For the data that can’t be deleted, districts should establish secure backups and keep clear records of where the information is stored. But districts also need to make a stronger effort to engage teachers and administrators throughout the year on how to be more critical about the messages they receive in their inbox and files on which they’re shared. Unlike the Columbia Falls attack, many recent ransomware attacks infect networks through phishing — in which a single person in the school clicks on a link, often one that had been emailed to them by an unknown contact.

“Things like your backup, remediation and filtering, those kinds of things only help you to a certain extent in recovery, as opposed to a really solid understanding by employees of their role, their responsibilities and what they should be looking for and learning to be suspicious of,” says McLaughlin.

Ultimately, Bradshaw’s district did not pay the ransom. They contacted the FBI and worked extensively with law enforcement. In the following weeks and months, he would discover that the ransomware was part of a campaign of attacks by the international hacker network Dark Overlord, which was responsible for scores of breaches across the U.S. and even leaked episodes of the television show Orange Is the New Black after Netflix refused to pay. Several other school districts were hit by the hackers that year.

Not paying the ransom didn’t immediately lead to Columbia Falls student data being strewn across the internet, as far as Bradshaw knows. But it did require an active information campaign: sending out about 1,200 letters to district families and holding two public meetings to discuss the potential consequences of the cyberattack.

“It’s interesting … because there are more guns than there are people in the state of Montana,” he said. “They were ready to come protect the school and the kids, and I said that’s not going to work.”

In Bradshaw’s view, cybersecurity hinges on funding. He argued that the biggest change needed to help protect schools from what his went through is to invest more in public education. Cybersecurity professionals aren’t incentivized to work for schools when they can earn much higher salaries in the private sector, he said.

“It comes down to what you can afford to put in,” he said.

Right now, swaying public opinion toward higher funding for cybersecurity remains a challenge. Wolff says the issue is growing in awareness, but she doubts it will emerge as central to any big local elections anytime soon.

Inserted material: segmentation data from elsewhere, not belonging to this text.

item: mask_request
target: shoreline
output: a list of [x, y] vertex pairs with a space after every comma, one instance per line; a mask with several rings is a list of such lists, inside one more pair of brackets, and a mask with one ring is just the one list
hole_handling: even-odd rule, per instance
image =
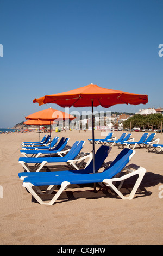
[[[129, 132], [127, 132], [129, 133]], [[114, 132], [118, 138], [121, 131]], [[95, 138], [101, 132], [95, 131]], [[142, 132], [132, 132], [135, 141]], [[45, 133], [41, 133], [41, 139]], [[84, 139], [82, 151], [90, 152], [91, 131], [52, 131], [52, 138], [70, 138], [68, 144]], [[163, 144], [163, 135], [156, 133]], [[0, 136], [0, 244], [54, 245], [161, 245], [163, 242], [162, 200], [159, 190], [163, 184], [162, 154], [149, 153], [145, 148], [135, 149], [131, 163], [147, 170], [135, 197], [124, 201], [109, 189], [98, 186], [95, 194], [91, 186], [73, 186], [53, 205], [41, 205], [33, 202], [22, 187], [18, 173], [23, 172], [18, 158], [23, 141], [38, 141], [39, 134], [12, 133]], [[102, 138], [102, 137], [101, 137]], [[105, 137], [103, 137], [105, 138]], [[99, 145], [95, 145], [95, 151]], [[112, 161], [121, 149], [112, 147], [107, 161]], [[130, 190], [133, 180], [124, 190]]]

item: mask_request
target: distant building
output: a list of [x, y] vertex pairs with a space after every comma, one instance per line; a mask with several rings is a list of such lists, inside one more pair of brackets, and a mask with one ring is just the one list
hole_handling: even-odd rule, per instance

Personal experience with a ransomware attack, however, might be a powerful motivator. Bradshaw’s community is mostly conservative and wasn’t always keen on raising taxes to boost cybersecurity funding in the district. But after its 2017 ordeal, he said, that started to change.

“A year later, we passed a $500,000 technology levy, which in this conservative community that’s economically hurting … for them to say, ‘We’ll pony up to pay an extra $5 a month toward that $500,000 for the school,’ was a big thing,” he said.